UN 2009 ditetapkan standar untuk siswa yang berhal lulus; pertama, memiliki nilai rata-rata minimal 5,50 untuk seluruh mata pelajaran yang diujikan, dengan nilai minimal 4,00 untuk paling banyak dua mata pelajaran dan minimal 4,25 untuk mata pelajaran lainnya. Kedua, khusus untuk SMK nilai uji kompetensi keahlian minimum 7,00 dengan nilai teori kejuruan minimum 4,00 nilai uji kompetensi keahlian digunakan untuk menghitung nilai rata-rata UN (Puspendik, 2009).

Diakui memang, orang tua mulai stres memikirkan bagaimana anaknya yang kini duduk di bangku kelas III SMP dan SMA sederajat bisa lulus ujian nasional (UN).

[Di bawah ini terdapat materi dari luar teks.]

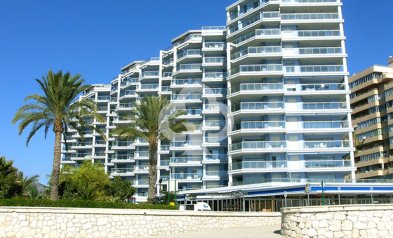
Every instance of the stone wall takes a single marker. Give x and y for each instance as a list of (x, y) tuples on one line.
[(83, 222), (338, 221)]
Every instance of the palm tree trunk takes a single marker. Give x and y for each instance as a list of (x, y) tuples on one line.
[(54, 193), (152, 171)]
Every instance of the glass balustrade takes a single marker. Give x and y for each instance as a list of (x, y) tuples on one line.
[(324, 124), (326, 144), (185, 160), (259, 165), (258, 106), (324, 105), (258, 145), (257, 50), (257, 87)]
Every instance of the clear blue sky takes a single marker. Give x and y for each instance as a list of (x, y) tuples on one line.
[(97, 38)]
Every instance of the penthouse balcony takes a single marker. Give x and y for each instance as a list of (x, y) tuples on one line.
[(247, 23), (213, 46), (187, 177), (309, 17), (186, 161), (257, 51), (312, 35)]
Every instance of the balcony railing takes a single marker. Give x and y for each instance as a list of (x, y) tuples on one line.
[(214, 45), (257, 68), (257, 87), (259, 165), (186, 97), (258, 106), (257, 50), (327, 163), (257, 145), (185, 160), (314, 68), (326, 144), (186, 81), (214, 75), (187, 67), (324, 105), (324, 124), (309, 16), (260, 124), (186, 176)]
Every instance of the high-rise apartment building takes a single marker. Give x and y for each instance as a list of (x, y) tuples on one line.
[(372, 101), (267, 98)]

Pihak sekolah (umumnya di kota) sejak bulan Januari sudah melakukan berbagai kegiatan ekstra untuk menyiapkan siswanya menghadapi UN. Ada remidial teaching, ada les, yang dimatangkan dengan menggelar try out, yaitu simulasi ujian dengan soal-soal ujian yang disesuaikan dengan standar UN. Hingga, waktu untuk bersantai siswa sudah terampas oleh kegiatan yang diadakan oleh sekolah.

Kelulusan siswa dari UN kini menjadi “pekerjaan akhir” yang berat bagi guru dan siswa kelas III SMP dan SMA atau sederajat di seluruh Indonesia, termasuk Aceh. Masalah presentase kelulusan bukan lagi sekadar mempertaruhkan nama baik sekolah, tetapi juga nama baik daerah, yaitu kota atau kabupaten dimana kelulusan siswa berada.

Banyak berita miring seputar pelaksanaan UN yang menyisakan balada keterpurukan bagi dunia pendidikan. Berikut adalah contoh kecil kecurangan yang terjadi pada pelaksanaan UN tahun-tahun yang lalu. Di Tangerang, panitia sekolah minta izin kepada pengawas untuk masuk kelas dan tanpa malu-malu memberikan jawaban ujian kepada siswa. Pasca UN-SMA, ada pejabat yang kebakaran jenggot karena melihat potensi UN yang merugikan reputasi daerahnya lalu segera mengadakan rapat kilat mengundang para kepala sekolah dan mencoba “ main mata” dengan Tim Pengawas Independen (TPI) agar hasil UN di daerahnya diatur baik. Dengan uang amplop yang diterima, para pendidik seperti dilecehkan nuraninya. Namun, jika tidak ikut setuju, resiko jabatan menghadang di depan mata (Kompas, 26/04/2007).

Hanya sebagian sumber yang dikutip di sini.